“Ethan.”
“We’re taking part in ship activities that highlight our sustainable programs. It’s a win-win.”
“What’s the next ‘win-win’ activity?”
“Tantric yoga.”
Alexis makes a choking sound. “You’re doing tantric yoga with Dr. Harper Bennett? The woman who called your Green Ocean Initiative ‘a pathetic attempt to greenwash industrial-scale destruction’?”
“That’s the one.”
“Have you lost your mind?”
“It’s just yoga,” I protest, though we both know it’s not just yoga. “Besides, she needs access to our environmental data, and I need positive press. This arrangement works for everyone.”
“Until she murders you in your sleep.”
“She’s warming up to me.”
Alexis snorts. “Is that what you call it when someone looks at you like they’re mentally calculating how long it would take your body to sink to the ocean floor?”
“She’s passionate about her work. I respect that.”
“Uh-huh.” Her tone drips skepticism. “Just remember, we need her endorsement for the initiative, not another viral video of her attempting bodily harm.”
“Trust me, I know what I’m doing.”
“Famous last words.” She pauses. “The Mako board is watching this situation closely. Don’t screw it up.”
“When have I ever screwed up?”
“Do you want that alphabetically or chronologically?”
I laugh. “I’ll handle it. Harper Bennett will be singing our praises by the time this cruise ends.”
“Just make sure she doesn’t end up singing your eulogy instead.”
After hanging up, I check social media. The obstacle course video is trending, with most comments speculating about the “obvious chemistry” between Harper and me. A few environmental accounts are accusing her of selling out, which I should probably warn her about before she checks her phone.
A knock at the door interrupts my scrolling. I open it to find the ship’s yoga instructor, a serene-looking woman in flowing linen.
“Mr. Cole? I’m Devi, your tantric instructor for this afternoon.” She hands me a folded set of white cotton clothes. “These are traditional for the practice. I wanted to discuss some modifications to the standard routine, given the... unique nature of your partnership with Dr. Bennett.”
“Modifications?”
“The standard couple’s tantric yoga includes significant physical contact and breathwork designed to enhance intimacy.” She smiles diplomatically. “I observed your obstacle course performance earlier. Perhaps a less... provocative approach would be appropriate?”

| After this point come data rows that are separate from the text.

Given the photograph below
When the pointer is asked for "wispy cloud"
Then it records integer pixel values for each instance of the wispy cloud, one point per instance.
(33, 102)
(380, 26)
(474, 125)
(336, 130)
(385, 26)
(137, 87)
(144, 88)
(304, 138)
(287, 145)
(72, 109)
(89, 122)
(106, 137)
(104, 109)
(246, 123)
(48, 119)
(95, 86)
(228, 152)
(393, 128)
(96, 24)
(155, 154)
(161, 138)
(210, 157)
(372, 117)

I consider this. On one hand, toning down the session might prevent Harper from murdering me. On the other hand...
“Devi, I think the traditional approach will be perfect.” I accept the clothes with a smile. “Dr. Bennett is committed to experiencing the full range of the ship’s activities for her assessment.”
“If you’re certain.” She looks dubious. “The full program includes partner massage, shared breathing exercises, and several poses that require extensive contact.”
“Sounds educational.”
“Very well.” She hands me a brochure. “The session begins at 2 PM in the Crystal Pavilion. Please arrive fifteen minutes early for centering meditation.”
After she leaves, I examine the white cotton outfit—loose pants and a sleeveless top. Simple, comfortable, and definitely not what Harper is expecting.